Quand, opé­rant sur des réa­li­tés, pommes, poires, fraises, amandes, je me forme l’i­dée géné­rale de « fruit » ; quand, allant plus loin, je m’i­ma­gine que mon idée abs­traite « le fruit », déduite des fruits réels, est un être qui existe en dehors de moi et, bien plus, consti­tue l’es­sence véri­table de la poire, de la pomme, etc., je déclare — en lan­gage spé­cu­la­tif — que « le fruit » est la « sub­stance » de la poire, de la pomme, de l’a­mande, etc. Je dis donc que ce qu’il y a d’es­sen­tiel dans la poire ou la pomme, ce n’est pas d’être poire ou pomme. Ce qui est essen­tiel dans ces choses, ce n’est pas leur être réel, per­cep­tible aux sens, mais l’es­sence que j’en ai abs­traite et que je leur ai attri­buée, l’es­sence de ma repré­sen­ta­tion : « le fruit ». Je déclare alors que la pomme, la poire, l’a­mande, etc., sont de simples formes d’exis­tence, des modes « du fruit ». […] Les divers fruits pro­fanes sont diverses mani­fes­ta­tions vivantes du « fruit unique » ; ce sont des cris­tal­li­sa­tions que forme « le fruit » lui-même. C’est ain­si, par exemple, que dans la pomme « le fruit » se donne une exis­tence de pomme, dans la poire une exis­tence de poire. Il ne faut donc plus dire, comme quand on consi­dé­rait la sub­stance : la poire est « le fruit », la pomme est « le fruit », l’a­mande est « le fruit » ; mais bien : « le fruit » se pose comme poire, « le fruit » se pose comme pomme, « le fruit » se pose comme amande, et les dif­fé­rences qui séparent pommes, poires, amandes, ce sont les auto­dif­fé­ren­cia­tions « du fruit », et elles font des fruits par­ti­cu­liers des chaî­nons dif­fé­rents dans le pro­cès vivant « du fruit ». « Le fruit » n’est donc plus une uni­té vide, indif­fé­ren­ciée ; il est l’u­ni­té en tant qu’u­ni­ver­sa­li­té, en tant que « tota­li­té » des fruits qui forment une « série orga­ni­que­ment arti­cu­lée ». Dans chaque terme de cette série, « le fruit » se donne une exis­tence plus déve­lop­pée, plus pro­non­cée, pour finir, en tant que « réca­pi­tu­la­tion » de tous les fruits, par être en même temps l’u­ni­té vivante qui tout à la fois contient, dis­sout en elle-même cha­cun d’eux et les engendre, de la même façon que toutes les par­ties du corps se dis­solvent sans cesse dans le sang et sont sans cesse engen­drées à par­tir du sang.
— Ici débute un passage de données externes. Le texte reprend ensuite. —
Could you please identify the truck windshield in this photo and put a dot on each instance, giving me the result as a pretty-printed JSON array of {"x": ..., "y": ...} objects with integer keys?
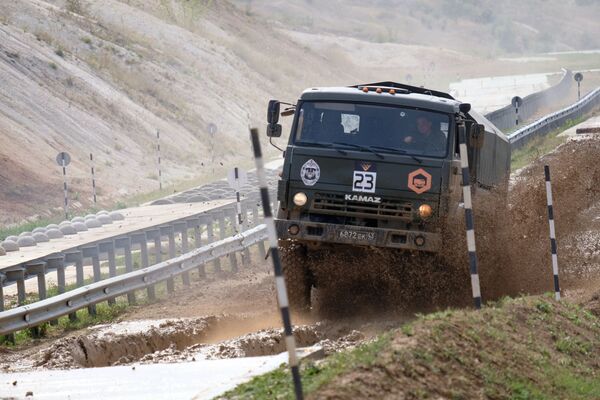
[{"x": 382, "y": 127}]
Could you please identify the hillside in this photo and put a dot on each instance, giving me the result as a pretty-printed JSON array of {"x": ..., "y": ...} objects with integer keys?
[
  {"x": 483, "y": 28},
  {"x": 103, "y": 77},
  {"x": 96, "y": 77}
]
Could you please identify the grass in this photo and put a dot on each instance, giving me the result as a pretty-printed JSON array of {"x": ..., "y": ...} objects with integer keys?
[
  {"x": 541, "y": 145},
  {"x": 528, "y": 348}
]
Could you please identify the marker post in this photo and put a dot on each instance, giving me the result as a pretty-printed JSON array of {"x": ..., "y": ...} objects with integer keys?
[
  {"x": 552, "y": 232},
  {"x": 468, "y": 205},
  {"x": 93, "y": 178},
  {"x": 63, "y": 159},
  {"x": 282, "y": 297}
]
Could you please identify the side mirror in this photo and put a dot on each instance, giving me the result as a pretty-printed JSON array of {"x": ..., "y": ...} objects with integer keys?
[
  {"x": 273, "y": 130},
  {"x": 288, "y": 111},
  {"x": 476, "y": 135},
  {"x": 273, "y": 111}
]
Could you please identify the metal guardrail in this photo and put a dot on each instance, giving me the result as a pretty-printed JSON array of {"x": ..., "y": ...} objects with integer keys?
[
  {"x": 37, "y": 313},
  {"x": 555, "y": 120},
  {"x": 505, "y": 117}
]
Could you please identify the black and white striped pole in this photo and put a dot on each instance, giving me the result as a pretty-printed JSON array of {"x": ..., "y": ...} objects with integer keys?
[
  {"x": 158, "y": 153},
  {"x": 93, "y": 178},
  {"x": 63, "y": 159},
  {"x": 282, "y": 297},
  {"x": 236, "y": 179},
  {"x": 468, "y": 205},
  {"x": 552, "y": 232},
  {"x": 516, "y": 102}
]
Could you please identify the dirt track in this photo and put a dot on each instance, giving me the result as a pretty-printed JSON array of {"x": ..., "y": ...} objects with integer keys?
[{"x": 217, "y": 316}]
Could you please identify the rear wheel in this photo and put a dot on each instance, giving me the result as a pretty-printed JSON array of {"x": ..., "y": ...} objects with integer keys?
[{"x": 296, "y": 272}]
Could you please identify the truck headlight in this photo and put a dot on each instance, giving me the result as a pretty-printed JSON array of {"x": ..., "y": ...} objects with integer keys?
[
  {"x": 300, "y": 199},
  {"x": 425, "y": 211}
]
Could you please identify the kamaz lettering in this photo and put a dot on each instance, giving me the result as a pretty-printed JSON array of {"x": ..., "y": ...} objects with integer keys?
[{"x": 365, "y": 199}]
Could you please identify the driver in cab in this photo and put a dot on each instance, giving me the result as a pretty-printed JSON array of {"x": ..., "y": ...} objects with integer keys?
[{"x": 426, "y": 138}]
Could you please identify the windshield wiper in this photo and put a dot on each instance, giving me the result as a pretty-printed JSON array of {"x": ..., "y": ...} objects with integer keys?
[
  {"x": 328, "y": 145},
  {"x": 399, "y": 151},
  {"x": 357, "y": 146}
]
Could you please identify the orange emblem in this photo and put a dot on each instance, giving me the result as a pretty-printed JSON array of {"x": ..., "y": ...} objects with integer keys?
[{"x": 419, "y": 181}]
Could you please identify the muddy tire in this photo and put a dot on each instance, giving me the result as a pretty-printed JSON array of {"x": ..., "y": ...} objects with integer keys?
[{"x": 294, "y": 262}]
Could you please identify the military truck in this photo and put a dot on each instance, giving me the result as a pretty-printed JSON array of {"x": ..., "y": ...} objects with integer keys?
[{"x": 375, "y": 165}]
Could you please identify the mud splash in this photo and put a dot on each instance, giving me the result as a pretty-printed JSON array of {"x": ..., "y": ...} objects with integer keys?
[
  {"x": 192, "y": 339},
  {"x": 512, "y": 246}
]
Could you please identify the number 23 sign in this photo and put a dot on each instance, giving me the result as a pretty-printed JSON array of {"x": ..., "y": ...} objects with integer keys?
[{"x": 365, "y": 177}]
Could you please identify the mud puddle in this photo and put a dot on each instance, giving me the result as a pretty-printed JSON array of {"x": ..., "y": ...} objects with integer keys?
[{"x": 193, "y": 339}]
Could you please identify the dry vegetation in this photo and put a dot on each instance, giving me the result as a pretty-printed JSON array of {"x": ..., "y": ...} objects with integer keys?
[{"x": 84, "y": 76}]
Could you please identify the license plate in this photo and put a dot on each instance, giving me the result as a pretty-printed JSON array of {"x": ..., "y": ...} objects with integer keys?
[{"x": 348, "y": 234}]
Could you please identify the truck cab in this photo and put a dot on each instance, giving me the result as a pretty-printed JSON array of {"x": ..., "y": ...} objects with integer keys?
[{"x": 377, "y": 165}]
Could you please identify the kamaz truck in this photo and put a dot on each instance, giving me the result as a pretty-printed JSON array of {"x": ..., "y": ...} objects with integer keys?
[{"x": 376, "y": 165}]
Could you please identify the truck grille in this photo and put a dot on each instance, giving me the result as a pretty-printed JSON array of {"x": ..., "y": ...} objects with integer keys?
[{"x": 335, "y": 204}]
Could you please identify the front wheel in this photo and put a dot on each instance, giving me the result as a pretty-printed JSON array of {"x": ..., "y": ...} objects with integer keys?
[{"x": 294, "y": 262}]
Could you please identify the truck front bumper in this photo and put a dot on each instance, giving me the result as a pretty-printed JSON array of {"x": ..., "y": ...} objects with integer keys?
[{"x": 358, "y": 235}]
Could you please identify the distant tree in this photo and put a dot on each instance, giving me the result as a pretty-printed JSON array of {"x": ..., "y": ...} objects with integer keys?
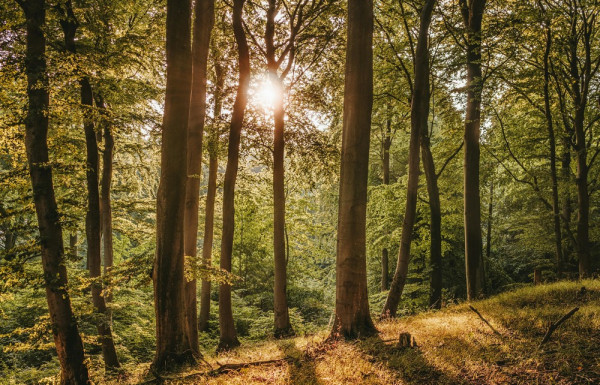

On le voit : alors que la reli­gion chré­tienne ne connaît qu’une incar­na­tion de Dieu, la phi­lo­so­phie spé­cu­la­tive a autant d’in­car­na­tions qu’il y a de choses ; c’est ain­si qu’elle pos­sède ici, dans chaque fruit, une incar­na­tion de la sub­stance, du fruit abso­lu. Pour le phi­lo­sophe spé­cu­la­tif, l’in­té­rêt prin­ci­pal consiste donc à engen­drer l’exis­tence des fruits réels pro­fanes et à dire d’un air de mys­tère qu’il y a des pommes, des poires, des amandes et des rai­sins de Corinthe.